Part (a): Speed of the Pebble
In a conical pendulum, the pebble moves in a horizontal circular path, and the forces acting on it include the tension in the string and gravity. The tension provides the centripetal force required for circular motion. Let's start by analyzing the forces acting on the pebble:
- The vertical component of the tension \( T \) balances the weight of the pebble: \( T \cos \theta = mg \),
- The horizontal component of the tension provides the centripetal force: \( T \sin \theta = \frac{mv^2}{r} \), where \( v \) is the speed of the pebble and \( r \) is the radius of the circle.
We can find the angle \( \theta \) using trigonometry. The length of the string and the radius form a right triangle, so we can use:
tan \( \theta \) = \( \frac{r}{h} \)
where $h$ is the vertical distance from the pivot to the pebble. We can find $h$ by recognizing that the string forms a right triangle with the vertical component of the string. Thus:
h = \sqrt{L^2 - r^2} = \sqrt{(1.4)^2 - (0.25)^2} = \sqrt{1.96 - 0.0625} = \sqrt{1.8975} ≈ 1.378 \, \text{m}
Now, we can calculate $\theta$:
tan \theta = \( \frac{0.25}{1.378} \) ≈ 0.181
Thus, the angle $\theta$ is:
\( \theta = \tan^{-1}(0.181) ≈ 10.3^\circ \)
Now, we will use the horizontal component of the tension to solve for the speed $v$. The force equations are:
T \cos \theta = mg \quad \text{(vertical equilibrium)}
T \sin \theta = \frac{mv^2}{r} \quad \text{(horizontal force)}
From the vertical equilibrium equation, we can solve for $T$:
T = \frac{mg}{\cos \theta}
Substitute this expression for $T$ into the horizontal force equation:
\( \frac{mg}{\cos \theta} \sin \theta = \frac{mv^2}{r} \)
Simplifying:
\( \frac{g \sin \theta}{\cos \theta} = \frac{v^2}{r} \)
This simplifies further to:
\( v^2 = r \cdot g \tan \theta \)
Substitute the known values:
\( v^2 = 0.25 \times 9.8 \times \tan(10.3^\circ) \)
\( v^2 = 0.25 \times 9.8 \times 0.181 ≈ 0.444 \)
Thus, the speed of the pebble is:
\( v = \sqrt{0.444} ≈ 0.67 \, \text{m/s} \)
Part (b): Acceleration of the Pebble
The acceleration of the pebble is the centripetal acceleration, which is given by:
a = \frac{v^2}{r}
Substitute the known values:
a = \frac{(0.67)^2}{0.25} ≈ \frac{0.4489}{0.25} ≈ 1.80 \, \text{m/s}^2
So, the acceleration of the pebble is approximately 1.80 m/s².

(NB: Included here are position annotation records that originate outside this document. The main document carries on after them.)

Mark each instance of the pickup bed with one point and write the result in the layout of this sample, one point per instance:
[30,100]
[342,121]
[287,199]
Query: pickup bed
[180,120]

Part (c): Tension in the String
We can now calculate the tension in the string using the vertical force balance equation:
T = \frac{mg}{\cos \theta}
Substitute the known values:
T = \frac{0.053 \times 9.8}{\cos(10.3^\circ)} ≈ \frac{0.5194}{0.9848} ≈ 0.527 \, \text{N}
So, the tension in the string is approximately 0.527 N.
Summary of Results
- (a) Speed of the pebble: \( v ≈ 0.67 \, \text{m/s} \)
- (b) Acceleration of the pebble: \( a ≈ 1.80 \, \text{m/s}^2 \)
- (c) Tension in the string: \( T ≈ 0.527 \, \text{N} \)